The New York Times wrote an article (yesterday) and published an editorial on the issue of “information blocking” by software providers and their users (hospitals and labs) in the electronic medical records market. Information blocking is defined as “when groups knowingly and unreasonably interfere with the exchange or use of electronic health information.” For those of us in the tech sector, information blocking is also known as “dragging your feet”, “adding some friction/grit”, or imposing economic barriers to interoperability.

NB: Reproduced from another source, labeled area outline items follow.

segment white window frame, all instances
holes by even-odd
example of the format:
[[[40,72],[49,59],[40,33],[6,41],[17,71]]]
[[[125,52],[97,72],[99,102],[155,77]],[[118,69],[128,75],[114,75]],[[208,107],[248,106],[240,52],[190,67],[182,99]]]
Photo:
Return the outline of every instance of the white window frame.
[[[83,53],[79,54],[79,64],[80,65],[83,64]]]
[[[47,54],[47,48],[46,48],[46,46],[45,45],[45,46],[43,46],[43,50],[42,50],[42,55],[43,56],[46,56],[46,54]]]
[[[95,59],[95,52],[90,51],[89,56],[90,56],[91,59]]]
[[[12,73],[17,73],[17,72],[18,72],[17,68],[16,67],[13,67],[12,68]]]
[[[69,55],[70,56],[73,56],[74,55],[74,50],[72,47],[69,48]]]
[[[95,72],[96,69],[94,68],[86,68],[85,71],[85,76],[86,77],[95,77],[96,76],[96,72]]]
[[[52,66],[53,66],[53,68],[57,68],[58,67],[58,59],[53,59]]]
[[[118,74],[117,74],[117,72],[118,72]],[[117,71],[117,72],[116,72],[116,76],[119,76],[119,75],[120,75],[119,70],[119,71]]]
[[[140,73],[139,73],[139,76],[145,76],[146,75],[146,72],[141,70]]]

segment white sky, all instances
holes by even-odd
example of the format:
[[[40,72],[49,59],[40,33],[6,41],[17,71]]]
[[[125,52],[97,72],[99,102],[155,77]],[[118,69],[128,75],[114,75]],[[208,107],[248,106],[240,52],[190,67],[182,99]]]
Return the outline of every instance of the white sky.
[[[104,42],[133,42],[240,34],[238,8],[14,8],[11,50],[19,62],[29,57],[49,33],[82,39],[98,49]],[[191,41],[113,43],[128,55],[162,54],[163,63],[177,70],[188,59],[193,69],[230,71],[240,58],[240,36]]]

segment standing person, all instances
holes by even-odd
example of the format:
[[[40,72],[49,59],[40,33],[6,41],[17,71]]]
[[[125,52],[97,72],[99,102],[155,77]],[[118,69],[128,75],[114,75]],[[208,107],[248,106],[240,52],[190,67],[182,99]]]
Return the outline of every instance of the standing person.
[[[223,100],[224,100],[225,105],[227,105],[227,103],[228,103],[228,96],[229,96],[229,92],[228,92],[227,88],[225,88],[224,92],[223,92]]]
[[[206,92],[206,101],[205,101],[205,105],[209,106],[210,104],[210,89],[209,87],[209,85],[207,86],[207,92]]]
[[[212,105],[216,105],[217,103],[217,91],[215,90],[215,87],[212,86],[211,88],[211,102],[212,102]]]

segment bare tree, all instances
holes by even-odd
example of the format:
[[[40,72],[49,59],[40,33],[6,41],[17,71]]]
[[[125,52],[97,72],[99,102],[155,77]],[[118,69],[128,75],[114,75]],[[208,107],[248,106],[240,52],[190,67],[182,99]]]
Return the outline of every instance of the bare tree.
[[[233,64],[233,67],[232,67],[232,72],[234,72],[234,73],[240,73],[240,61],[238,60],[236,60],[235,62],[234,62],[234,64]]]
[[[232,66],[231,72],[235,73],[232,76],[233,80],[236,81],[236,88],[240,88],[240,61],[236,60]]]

Interoperability: Good for the patient, less clear for the provider
The federal government has spent almost $29 billion in incentives to encourage use of electronic medical records by healthcare providers. Electronic medical records are expected to improve the quality of care and reduce health care costs. Clearly there are some successes in this market, based on companies we read about like Inovalon. But, according to a report to Congress from The Office of the National Coordinator for Health Information Technology (ONC) of the Department of Health and Human Services efforts to share these medical records are being impeded by existing players in the market.
Any company that has ever built a fairly dominant platform or network (as the electronic medical records players have) understands the conundrum. As a platform provider, you have invested a lot of money penetrating the market and building market share. All of a sudden, under the guise of interoperability, you see a bunch of small upstarts potentially free-riding on your investment to compete with you! “How is that fair?”, you think to yourself.
Interoperability in electronic medical records makes sense for the end client (the patient), but it does not make a lot of economic sense for the hospital, lab, or software provider–especially in the short run. The smart strategy for the incumbents is to “drag their feet”, or as Muhammad Ali called it “The Rope a Dope”. Incumbents will claim to support interoperability and open standards, but will also limit the investment in adaptors, APIs, and consulting to make it happen. Incumbents will make it possible, but a little painful, for those who want the data to actually get it.
Based on the New York Times article, this may be what is happening in the electronic medical records market. The article has accusations being leveled by the relatively new guy on the block, AthenaHealth, and one of the incumbents, Epic, saying they do not participate in such activities. Cerner, another big player is mentioned, but not quoted. The New York Times, liberal publication that it is, of course wants regulation. And Congress is starting to oblige.
Bring on the Feds?
I’ve written before (here) on the issue of interoperability between networks/platforms. I’ve also studied how interoperability has been achieved (or thwarted) in everything from rail systems to pallets to cell phone chargers to instant messaging systems. (You can find a deck on this topic in the Resources section of my website.) Not surprisingly, the lesson from this work is that interoperability is often a messy and long-term affair. If the industry players do not address it for their own good, it often does take some form of governmental pressure or at least standards making to make it happen in some reasonable time frame.
Look for battle between electronic medical records vendors to be played out in the marketplace and with the regulators. Increasingly, this is the life of platform providers. You need a strategy for every side of the platform, including Washington!
Bob,
Is an EHR (which is really ERP for integrated healthcare delivery networks) really a “Platform”?
I would simply call it an enterprise application suite. I feel no sympathy for EHR vendors or ERP vendors who try to impose this restrictive licensing. It’s just like how SAP has attempted to charge my clients from implementing bolt-ons and extracts they needed because vanilla wasn’t adequate. Such “indirect access fees” (and non-compliance fees) can really add up.
Nor do I feel sympathy for the buyers of the apps. The responsibility to negotiate the data access fees out of the contracts ultimately lies with the buyer. If you want to broaden the term ‘Platform’ to incorporate a packaged app, then I’d argue that a platform needs to be open, and you can make money by licensing the app development tools (and apps on a marketplace), but not access to the core freaking data. It’s like buying a moated castle, with no access rights to the drawbridge.
The healthcare industry can learn from other industries how to do proper procurement, including enterprise app procurement (and also vice versa – how to automate procurement with apps).
Just my 2 cents! Keep up the great work!
I think you are right, this is largely just a problem of incompatibility of formats and lack of interoperability, rather than a strict platform issue. (I have a tendency to get a little loose in my “definition” of a platform.) Certainly there are true platforms that sit on top of these incompatible systems, like Inovalon. I guess I thought of these folks as platform-like in that they were supposed to be compatible with various labs, outpatient clinics, specialists, etc. not just within one system–so, in theory they went beyond the immediate enterprise. But maybe they were only supposed to work in one “integrated delivery network (IDN)” or “in network system”. (Ugh, healthcare jargon!)